Harriet Rogers, 17, is a sailor who has represented Great Britain at multiple international competitions. Sailing is an expensive sport which has put a financial strain on her family to meet the associated costs. Harriet’s mother Reb has really felt the benefit of the workshop delivery, in particular the performance lifestyle advice from Loughborough University, received through Backing The Best.

“These workshops are absolutely invaluable for parents,” said Reb. “We all come together under one roof with exactly the same issues and experiences. In order for us to be able to advise [their children] with some sort of authority or educated perspective, actually asking questions of panels of athletes or the team at Loughborough has confirmed a lot of what we already thought. That’s been amazing.”

Phil Smith, Sport England’s Director of Sport, highlighted the difference Backing The Best is making: “Talent and effort alone should determine who reaches the top in their sport.

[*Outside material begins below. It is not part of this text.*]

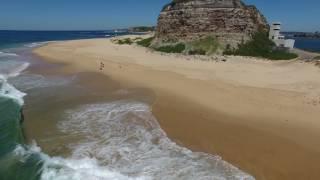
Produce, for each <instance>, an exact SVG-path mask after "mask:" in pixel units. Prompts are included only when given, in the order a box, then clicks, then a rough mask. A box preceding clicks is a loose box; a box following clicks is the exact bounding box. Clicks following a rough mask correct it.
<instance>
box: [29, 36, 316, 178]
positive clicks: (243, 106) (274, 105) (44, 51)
mask: <svg viewBox="0 0 320 180" xmlns="http://www.w3.org/2000/svg"><path fill="white" fill-rule="evenodd" d="M130 37H132V36H130ZM34 53H35V54H36V55H38V56H40V57H42V58H44V59H45V60H47V61H48V62H52V63H60V64H64V66H63V69H62V72H63V73H75V72H99V73H102V74H105V75H107V76H108V77H109V78H111V79H112V80H114V81H117V82H119V83H120V84H121V86H124V87H129V88H147V89H150V90H152V91H153V92H154V93H155V97H156V98H155V101H154V102H153V106H152V110H153V113H154V115H155V116H156V118H157V120H158V121H159V123H160V124H161V127H162V128H163V129H164V130H165V132H166V133H167V134H168V136H169V137H170V138H171V139H172V140H174V141H175V142H177V143H179V144H181V145H183V146H186V147H189V148H190V149H192V150H194V151H201V152H207V153H211V154H218V155H220V156H221V157H222V158H223V159H224V160H226V161H227V162H230V163H231V164H233V165H235V166H237V167H239V168H240V169H242V170H244V171H245V172H248V173H249V174H252V175H253V176H255V177H256V178H257V179H279V180H280V179H281V180H284V179H288V180H292V179H297V180H298V179H299V180H301V179H317V178H318V177H320V171H319V163H320V141H319V138H320V121H319V117H320V68H318V67H316V66H314V65H313V64H312V63H306V62H303V61H299V60H293V61H268V60H262V59H255V58H248V57H234V56H230V57H222V56H217V57H210V58H208V57H193V56H184V55H174V54H171V55H168V54H161V53H158V52H152V51H151V50H148V49H146V48H143V47H139V46H137V45H117V44H115V43H113V42H112V41H111V40H110V39H90V40H74V41H62V42H53V43H49V44H47V45H45V46H42V47H40V48H37V49H35V50H34ZM101 63H103V64H104V68H103V69H102V70H101V69H100V66H101ZM92 81H94V79H93V80H92ZM106 82H107V81H106Z"/></svg>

Yet many aspiring high performance athletes have had to consider whether they can continue to pursue their sporting ambitions due to the mounting costs of competition, training, travel and specialist equipment facing them and their families at critical points in their development.

“These challenges often coincide with other educational pinch-points and lifestyle transitions and therefore it’s imperative that there is relevant and targeted support available to enable athletes of all backgrounds and circumstances to continue their journey and fulfil their potential.

“Backing The Best is helping to level the playing field by providing aspiring athletes with the additional support to relieve this financial pressure and give these up-and-coming athletes the opportunity to fulfil the promise they have shown. Thanks to National Lottery players we’re able to offer financial support and recognition to 115 athletes in 2018.”

Tim Lawler, Chief Executive of SportsAid, added: “Backing The Best provides a very targeted, informed intervention to a group of talented young athletes that are facing certain financial difficulties, trickiness in their life circumstances, that has put them at risk of dropping out. We are really excited about Sport England’s investment into talent, committing to change and addressing those barriers.

“Backing The Best is creating an opportunity to excel, it’s looking into the darker spaces that perhaps sport and talent identification hasn’t looked before. We’re building a platform to continue forever, to make talent and performance sport accessible, much more diverse and rich, and perhaps more beneficial to its impact in wider society too, more reflective of the country as whole.”